So where to start? If you are doing it right you need to get a usage profile. If you are doing it wrong you start building the test client. Our numbers were so bad that I could start directly with investigating the monitoring component. Most execution times were OK but we had too much in the range of weeks to be ignored. On the other no timeout in a JEE application would allow execution time in the range of weeks. So I started to go over the log output for error messages and found them in an "unimportant" log file. There were errors about measurement end calls without a start. The way we included the monitoring didn't allow this error. So I inquired the source for the component. It used internally two lists that weren't synchronized correctly.

After I've fixed the synchronization I've built a test client. That was a program that called some server methods in a loop several times (the cheap and wrong way of a test client). The error messages from the monitoring component were gone and all execution times looked sane.

I was still unhappy with the monitoring component as all the synchronization serialised the execution of the EJB methods. So I've had a meeting with the maintainer of the component. We removed some code that was no longer needed and thus we could change one list into a thread local variable. That way we got rid of a lot of synchronization.

The execution time decreased in a order of one magnitude. That sounds like a lot but remember that I didn't use a proper test client. The for loop probably caused a lot of caching. Maybe the synchronization wasn't such a problem in the real world. But don't use this statements as an argument for not testing your changes. It showed that my changes didn't introduce a new bottle neck. The overall direction was right.

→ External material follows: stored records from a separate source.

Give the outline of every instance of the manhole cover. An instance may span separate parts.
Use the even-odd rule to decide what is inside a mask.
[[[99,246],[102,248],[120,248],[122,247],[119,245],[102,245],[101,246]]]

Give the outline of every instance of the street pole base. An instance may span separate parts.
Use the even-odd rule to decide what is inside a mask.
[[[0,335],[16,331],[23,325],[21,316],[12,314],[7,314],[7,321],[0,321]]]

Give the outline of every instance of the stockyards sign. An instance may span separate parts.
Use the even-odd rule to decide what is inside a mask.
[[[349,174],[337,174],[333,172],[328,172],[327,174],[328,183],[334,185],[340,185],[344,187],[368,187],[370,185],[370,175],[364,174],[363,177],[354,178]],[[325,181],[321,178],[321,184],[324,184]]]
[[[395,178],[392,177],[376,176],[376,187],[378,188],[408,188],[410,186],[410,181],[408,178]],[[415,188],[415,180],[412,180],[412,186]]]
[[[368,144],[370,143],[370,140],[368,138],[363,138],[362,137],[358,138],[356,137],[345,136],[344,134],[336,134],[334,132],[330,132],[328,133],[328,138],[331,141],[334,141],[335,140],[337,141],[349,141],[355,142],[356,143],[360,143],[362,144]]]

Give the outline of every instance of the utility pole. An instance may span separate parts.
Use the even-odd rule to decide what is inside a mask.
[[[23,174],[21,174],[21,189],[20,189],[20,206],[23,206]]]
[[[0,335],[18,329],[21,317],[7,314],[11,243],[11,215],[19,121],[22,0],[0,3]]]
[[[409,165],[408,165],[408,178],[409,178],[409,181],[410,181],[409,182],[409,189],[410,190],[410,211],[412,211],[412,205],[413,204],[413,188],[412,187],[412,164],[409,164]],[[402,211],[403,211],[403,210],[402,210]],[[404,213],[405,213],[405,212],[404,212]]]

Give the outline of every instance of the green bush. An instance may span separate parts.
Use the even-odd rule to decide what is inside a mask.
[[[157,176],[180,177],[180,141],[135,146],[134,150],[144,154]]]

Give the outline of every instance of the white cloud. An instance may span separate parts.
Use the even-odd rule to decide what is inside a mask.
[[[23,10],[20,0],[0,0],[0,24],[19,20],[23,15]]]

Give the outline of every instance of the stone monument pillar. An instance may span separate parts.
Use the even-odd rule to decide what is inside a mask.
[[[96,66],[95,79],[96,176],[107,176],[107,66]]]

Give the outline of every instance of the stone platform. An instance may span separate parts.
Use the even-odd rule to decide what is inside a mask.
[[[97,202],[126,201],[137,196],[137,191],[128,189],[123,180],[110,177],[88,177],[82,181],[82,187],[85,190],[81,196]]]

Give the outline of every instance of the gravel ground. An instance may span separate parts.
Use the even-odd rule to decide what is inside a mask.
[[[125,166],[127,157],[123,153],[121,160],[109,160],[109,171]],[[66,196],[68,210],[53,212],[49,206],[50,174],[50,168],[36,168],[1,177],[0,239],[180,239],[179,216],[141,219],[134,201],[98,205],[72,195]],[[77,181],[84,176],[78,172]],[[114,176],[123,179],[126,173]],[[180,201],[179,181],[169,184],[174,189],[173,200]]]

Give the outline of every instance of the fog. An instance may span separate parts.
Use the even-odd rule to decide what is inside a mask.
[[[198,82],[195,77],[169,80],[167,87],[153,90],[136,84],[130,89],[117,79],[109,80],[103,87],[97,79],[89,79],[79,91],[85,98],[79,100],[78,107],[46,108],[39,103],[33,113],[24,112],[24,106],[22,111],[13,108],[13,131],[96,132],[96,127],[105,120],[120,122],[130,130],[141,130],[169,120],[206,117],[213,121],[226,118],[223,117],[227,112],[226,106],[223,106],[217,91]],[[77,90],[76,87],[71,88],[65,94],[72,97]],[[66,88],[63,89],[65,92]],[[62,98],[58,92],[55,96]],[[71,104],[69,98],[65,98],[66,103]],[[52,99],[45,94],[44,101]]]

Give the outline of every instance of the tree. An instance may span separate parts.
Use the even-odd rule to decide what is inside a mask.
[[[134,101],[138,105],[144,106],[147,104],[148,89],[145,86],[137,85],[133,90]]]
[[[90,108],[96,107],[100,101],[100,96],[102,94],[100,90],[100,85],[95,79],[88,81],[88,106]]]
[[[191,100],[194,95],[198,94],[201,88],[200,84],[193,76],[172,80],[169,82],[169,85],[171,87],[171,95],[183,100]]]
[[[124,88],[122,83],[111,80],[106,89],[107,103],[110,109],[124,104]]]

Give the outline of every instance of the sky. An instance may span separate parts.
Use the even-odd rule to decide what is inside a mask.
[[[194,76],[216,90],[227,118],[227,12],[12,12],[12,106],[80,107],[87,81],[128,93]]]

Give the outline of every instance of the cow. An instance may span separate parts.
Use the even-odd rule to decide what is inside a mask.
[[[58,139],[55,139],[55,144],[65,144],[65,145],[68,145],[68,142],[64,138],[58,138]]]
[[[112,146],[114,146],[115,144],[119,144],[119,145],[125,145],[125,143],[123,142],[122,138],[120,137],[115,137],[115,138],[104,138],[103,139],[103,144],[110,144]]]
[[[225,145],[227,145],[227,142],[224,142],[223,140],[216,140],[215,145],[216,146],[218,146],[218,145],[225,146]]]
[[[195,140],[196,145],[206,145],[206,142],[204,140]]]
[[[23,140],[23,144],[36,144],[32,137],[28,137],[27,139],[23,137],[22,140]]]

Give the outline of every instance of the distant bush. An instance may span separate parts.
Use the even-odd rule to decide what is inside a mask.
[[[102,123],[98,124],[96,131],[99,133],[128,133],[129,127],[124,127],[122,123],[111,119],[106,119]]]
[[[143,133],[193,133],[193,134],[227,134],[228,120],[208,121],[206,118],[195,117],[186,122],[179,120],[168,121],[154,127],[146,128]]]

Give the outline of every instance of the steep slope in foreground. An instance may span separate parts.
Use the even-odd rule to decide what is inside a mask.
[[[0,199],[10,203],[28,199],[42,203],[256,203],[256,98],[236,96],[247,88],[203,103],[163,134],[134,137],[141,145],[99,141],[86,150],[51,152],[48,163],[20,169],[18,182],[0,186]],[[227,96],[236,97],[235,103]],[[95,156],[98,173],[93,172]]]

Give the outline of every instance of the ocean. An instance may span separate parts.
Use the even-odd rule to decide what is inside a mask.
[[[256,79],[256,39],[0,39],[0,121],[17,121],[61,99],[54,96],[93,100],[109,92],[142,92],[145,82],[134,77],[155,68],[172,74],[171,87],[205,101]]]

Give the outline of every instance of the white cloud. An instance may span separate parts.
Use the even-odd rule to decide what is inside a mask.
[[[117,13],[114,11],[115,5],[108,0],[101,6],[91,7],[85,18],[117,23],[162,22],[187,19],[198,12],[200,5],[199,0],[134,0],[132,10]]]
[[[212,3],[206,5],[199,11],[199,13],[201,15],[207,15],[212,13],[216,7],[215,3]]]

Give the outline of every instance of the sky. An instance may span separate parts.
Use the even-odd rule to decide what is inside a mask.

As the next step I made a code review for those methods that had the worst numbers. In the top one I've found immediately a large bunch of database queries. The majority of them was the same query with altered parameters. This means that several network connections were opened and the database had to go several times over the same data. A perfect waste of resources. I've changed the query so that the altered parameter was part of the result set. The review of the other methods showed some ignorance about databases. In order to count the number of rows all data were loaded and the size of the result list was taken. I've changed this to use a query with a count in it. The effect of this changes was measurable but not that much as the numbers were sane already before.

In the next step I've added some indices to the database for all those columns that where part of the where clause. It had almost no effects. I wondered why and wondered how I could get more information. One way is to look at the execution plan of a query. A coworker told me that I can get a nice view of the execution plan in SQL Developer. I just have to enter the sql query and then press F6. This showed me that the Oracle database didn't combine indices. Creating one index with all the columns in it lowered the expected costs and tests showed another reduction in execution time.

Until now I had used a lot of tricks to speed up my application but all that was focused on some parts that I declared as hot spots. To get more tangible speedup I needed a systematic check for hot spots. As all tricks were about the database it was natural to put on the sql logging of hibernate. That way I will see what statments are executed when I move through the GUI.

It didn't took long to get some good results. Guess how many times you have to load a customer to edit the data when the GUI has three tabs for it. Well, it was three times. Once for the data itself, and another twice times for the detail data. Why to load an object that you already have? Well the loading of the details was in other EJBs and there is no object to transfer all data for the view. (Note: We are talking about a rich client that is executed on the computer of the user several hundred kilometers away from the sever) So for each tab a server call has to be made. And in the server nobody bothered to write custom loaders for the details. Instead the customer was loaded for the customer id and then they fetched the details as lists of it (Imagine customer has list of adresses as attribute. Then they would load the customer to call getAdressess() method on it). That was fine object oriented programming but it caused a lot of network overhead. I didn't fix it as the expensive part were the two additional EJB calls from the client to the server and I would had to change the architecture to fix that. Changing architecture is far way out of the scope of a cheap performance tuning.

I didn't introduce some new caches in the application but generally they are another good tool. You may try to introduce them in your application.

When you go through performance tuning on the web you may hear about choosing the right collection classes, O notation of algorithms or so on. When you develop a normal enterprise application don't care. Well, at least until you have used all the tricks I've described above. A "can't change architecture" doesn't count as used. In 99,9% the usage of the right collection class won't influence performance as much as one additional remote call over a WAN. Always remember http://en.wikipedia.org/wiki/Memory_hierarchy.